Sotto il profilo agronomico, è infine probabile che nel prossimo decennio vengano maggiormente utilizzate le innovazioni tecniche prodotte dalla ricerca, che a loro volta favoriranno la qualità indirizzando i comportamenti fisiologici delle piante verso obiettivi pre-definiti, quali il controllo delle rese e dei ritmi di maturazione. Se infatti nel prossimo decennio le temperature medie annuali aumenteranno ancora, sarà sempre più necessario adottare interventi “mirati” di manipolazione della chioma (ad esempio defogliazioni e cimature), per riequilibrare agli altri processi biochimici l‘eccessiva accumulazione zuccherina delle uve, dal momento che il mercato di massa del prossimo decennio continuerà a richiedere prodotti di qualità, ma meno impegnativi, freschi, fruttati e con gradazioni alcoliche moderate.
In sintesi, potranno essere molte le innovazioni del prossimo decennio per la vitivinicoltura italiana, che al pari di quanto sta avvenendo nelle aree più avanzate della viticoltura mondiale dovrà guardare avanti, per non rimanere ingessata all’interno di indirizzi statici che potrebbero comprometterne la vitalità economica e sociale.
Inverno, Giuseppe Abbati
Inverno, Giuseppe Abbati

Redazione Fidaf

Un pensiero su “Come cambierà la viticoltura italiana nel prossimo decennio?

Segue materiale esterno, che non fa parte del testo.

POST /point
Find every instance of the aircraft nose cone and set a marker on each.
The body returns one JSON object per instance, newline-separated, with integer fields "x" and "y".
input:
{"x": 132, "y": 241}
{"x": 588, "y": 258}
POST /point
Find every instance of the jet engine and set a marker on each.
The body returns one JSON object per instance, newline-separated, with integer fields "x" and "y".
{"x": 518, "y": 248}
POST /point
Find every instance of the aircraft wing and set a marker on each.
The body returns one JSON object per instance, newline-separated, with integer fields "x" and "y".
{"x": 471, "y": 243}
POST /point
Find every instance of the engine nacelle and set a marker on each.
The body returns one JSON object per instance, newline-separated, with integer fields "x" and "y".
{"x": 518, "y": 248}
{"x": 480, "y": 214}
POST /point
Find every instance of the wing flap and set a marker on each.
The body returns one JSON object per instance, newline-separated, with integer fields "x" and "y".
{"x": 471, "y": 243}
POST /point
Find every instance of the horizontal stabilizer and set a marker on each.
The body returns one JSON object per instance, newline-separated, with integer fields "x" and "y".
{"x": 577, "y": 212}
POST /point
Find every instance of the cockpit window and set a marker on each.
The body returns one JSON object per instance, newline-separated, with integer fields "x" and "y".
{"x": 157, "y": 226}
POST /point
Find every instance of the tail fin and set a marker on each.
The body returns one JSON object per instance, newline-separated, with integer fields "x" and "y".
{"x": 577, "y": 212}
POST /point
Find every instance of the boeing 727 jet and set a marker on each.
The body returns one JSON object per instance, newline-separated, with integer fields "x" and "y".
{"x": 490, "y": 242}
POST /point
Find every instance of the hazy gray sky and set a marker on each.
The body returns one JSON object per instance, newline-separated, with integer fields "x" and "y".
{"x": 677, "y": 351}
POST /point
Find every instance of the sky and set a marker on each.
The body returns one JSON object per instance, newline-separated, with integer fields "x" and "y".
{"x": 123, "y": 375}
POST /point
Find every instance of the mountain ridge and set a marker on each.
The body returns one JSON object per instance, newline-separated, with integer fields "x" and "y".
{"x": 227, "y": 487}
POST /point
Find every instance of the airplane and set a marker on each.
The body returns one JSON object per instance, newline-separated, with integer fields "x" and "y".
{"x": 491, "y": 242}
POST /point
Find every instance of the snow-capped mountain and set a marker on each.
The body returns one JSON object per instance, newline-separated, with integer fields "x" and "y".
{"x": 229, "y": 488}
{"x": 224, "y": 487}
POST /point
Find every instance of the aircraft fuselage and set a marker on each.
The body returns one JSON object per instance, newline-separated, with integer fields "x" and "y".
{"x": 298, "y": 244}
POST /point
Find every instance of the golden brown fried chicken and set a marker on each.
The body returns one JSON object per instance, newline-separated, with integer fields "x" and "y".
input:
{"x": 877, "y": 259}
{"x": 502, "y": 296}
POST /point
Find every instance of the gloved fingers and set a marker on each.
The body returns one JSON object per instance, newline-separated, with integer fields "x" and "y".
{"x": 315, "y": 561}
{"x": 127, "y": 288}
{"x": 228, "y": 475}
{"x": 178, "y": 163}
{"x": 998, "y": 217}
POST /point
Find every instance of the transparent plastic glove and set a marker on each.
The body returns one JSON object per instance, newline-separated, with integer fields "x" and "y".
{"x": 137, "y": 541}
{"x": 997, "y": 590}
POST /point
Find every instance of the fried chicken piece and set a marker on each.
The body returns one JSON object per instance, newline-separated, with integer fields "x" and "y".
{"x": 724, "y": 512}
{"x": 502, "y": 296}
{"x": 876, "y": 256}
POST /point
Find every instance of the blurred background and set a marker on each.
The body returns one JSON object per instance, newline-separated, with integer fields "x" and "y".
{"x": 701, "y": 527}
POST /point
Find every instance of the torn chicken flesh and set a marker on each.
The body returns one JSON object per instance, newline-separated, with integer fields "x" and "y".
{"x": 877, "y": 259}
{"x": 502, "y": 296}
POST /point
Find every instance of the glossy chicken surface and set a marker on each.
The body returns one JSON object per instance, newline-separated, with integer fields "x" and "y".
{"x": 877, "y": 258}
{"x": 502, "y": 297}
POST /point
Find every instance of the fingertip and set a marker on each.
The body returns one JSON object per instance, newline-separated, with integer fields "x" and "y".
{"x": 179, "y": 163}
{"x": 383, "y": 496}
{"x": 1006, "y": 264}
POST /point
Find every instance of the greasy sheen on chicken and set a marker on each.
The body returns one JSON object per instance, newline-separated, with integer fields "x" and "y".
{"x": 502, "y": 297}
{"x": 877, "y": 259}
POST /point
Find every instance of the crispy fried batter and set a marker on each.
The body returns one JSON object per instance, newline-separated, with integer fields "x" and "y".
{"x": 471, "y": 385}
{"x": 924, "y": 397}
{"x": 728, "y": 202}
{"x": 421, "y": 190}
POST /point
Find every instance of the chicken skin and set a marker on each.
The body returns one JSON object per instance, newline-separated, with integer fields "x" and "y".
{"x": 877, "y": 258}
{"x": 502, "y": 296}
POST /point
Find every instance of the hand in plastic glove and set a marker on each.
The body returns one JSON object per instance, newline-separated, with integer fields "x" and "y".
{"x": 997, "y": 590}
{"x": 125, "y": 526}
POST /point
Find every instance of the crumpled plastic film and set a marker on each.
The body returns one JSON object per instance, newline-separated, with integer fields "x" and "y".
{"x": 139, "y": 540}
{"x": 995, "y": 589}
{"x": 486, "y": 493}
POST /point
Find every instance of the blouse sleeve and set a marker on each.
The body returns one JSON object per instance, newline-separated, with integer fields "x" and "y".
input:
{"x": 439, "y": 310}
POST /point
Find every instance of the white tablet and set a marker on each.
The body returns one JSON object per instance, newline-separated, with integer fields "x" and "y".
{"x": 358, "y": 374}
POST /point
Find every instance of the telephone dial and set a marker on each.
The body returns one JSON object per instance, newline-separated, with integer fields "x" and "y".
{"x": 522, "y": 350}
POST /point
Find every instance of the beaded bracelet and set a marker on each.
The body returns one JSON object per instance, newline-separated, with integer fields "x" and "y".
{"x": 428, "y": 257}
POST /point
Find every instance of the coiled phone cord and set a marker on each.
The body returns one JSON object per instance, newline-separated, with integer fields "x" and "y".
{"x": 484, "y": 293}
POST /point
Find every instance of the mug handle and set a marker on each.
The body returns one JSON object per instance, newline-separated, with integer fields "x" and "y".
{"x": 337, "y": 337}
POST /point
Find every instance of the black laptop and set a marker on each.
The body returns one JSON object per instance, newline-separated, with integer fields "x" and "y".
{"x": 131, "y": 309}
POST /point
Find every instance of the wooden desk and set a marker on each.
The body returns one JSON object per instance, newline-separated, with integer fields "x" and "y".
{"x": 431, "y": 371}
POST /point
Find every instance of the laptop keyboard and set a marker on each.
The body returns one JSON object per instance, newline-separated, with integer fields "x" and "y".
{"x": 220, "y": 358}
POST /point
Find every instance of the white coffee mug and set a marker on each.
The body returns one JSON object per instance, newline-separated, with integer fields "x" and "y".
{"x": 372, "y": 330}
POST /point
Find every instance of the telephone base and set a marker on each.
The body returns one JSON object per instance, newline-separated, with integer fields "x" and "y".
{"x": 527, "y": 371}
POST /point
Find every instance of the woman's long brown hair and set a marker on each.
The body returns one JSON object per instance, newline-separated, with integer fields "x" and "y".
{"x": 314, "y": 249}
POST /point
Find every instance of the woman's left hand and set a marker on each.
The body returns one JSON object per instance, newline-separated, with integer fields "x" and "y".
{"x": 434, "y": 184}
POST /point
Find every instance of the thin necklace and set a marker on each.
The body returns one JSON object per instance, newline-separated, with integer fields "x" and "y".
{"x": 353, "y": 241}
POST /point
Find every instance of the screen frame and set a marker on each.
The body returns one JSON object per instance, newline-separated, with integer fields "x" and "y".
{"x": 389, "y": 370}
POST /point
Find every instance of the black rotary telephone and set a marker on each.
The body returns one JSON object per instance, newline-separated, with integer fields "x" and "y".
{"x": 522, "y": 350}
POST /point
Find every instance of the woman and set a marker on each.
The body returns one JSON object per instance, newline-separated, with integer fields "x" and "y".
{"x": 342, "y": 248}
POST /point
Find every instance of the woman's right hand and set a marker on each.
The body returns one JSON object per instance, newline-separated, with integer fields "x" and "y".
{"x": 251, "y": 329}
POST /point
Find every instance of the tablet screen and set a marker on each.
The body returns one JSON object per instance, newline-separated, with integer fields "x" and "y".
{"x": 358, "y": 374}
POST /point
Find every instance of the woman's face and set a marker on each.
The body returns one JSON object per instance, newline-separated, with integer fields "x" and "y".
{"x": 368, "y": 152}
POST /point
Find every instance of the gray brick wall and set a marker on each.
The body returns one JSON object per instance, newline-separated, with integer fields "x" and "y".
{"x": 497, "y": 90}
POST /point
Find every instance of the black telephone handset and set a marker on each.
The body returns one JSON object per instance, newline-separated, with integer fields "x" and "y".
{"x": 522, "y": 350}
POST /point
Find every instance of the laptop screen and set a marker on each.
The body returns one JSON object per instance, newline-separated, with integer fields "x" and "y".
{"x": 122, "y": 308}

  1. I progressi della viticoltura italiana fatti negli ultimi decenni e parallelamente quelli compiuti dalla vinificazione nostrana sono stati ammirevoli. Ne fanno fede i livelli di eccellenza raggiunti dal prodotto,i successi nelle esportazioni, la considerazione di cui godono i nostri enologi, la graduale eliminazione della vendita di nostro vino del sud, per dare “forza”a produzioni enologiche all’estero. Di ciò dovremmo essere tutti consapevoli e favorire ogni progresso futuro.
    Purtroppo nel nostro Paese invece una larga fascia di popolazione resta ancora legata a certi stereotipi del passato per cui “bere vino” è cosa disdicevole. “Vade retro satana”. Una adeguata divulgazione,tesa a sradicare queste assurdità sarebbe quanto mai opportuna. Ormai dovrebbe essere di dominio comune che il buon vino, nelle giuste quantità, è sano e fa bene. La nostra gente da sempre si è nutrita di vino,tanto che Enotria,Paese del vino, era uno degli appellativi con cui nell’antica Grecia cui ci si riferiva all’Italia.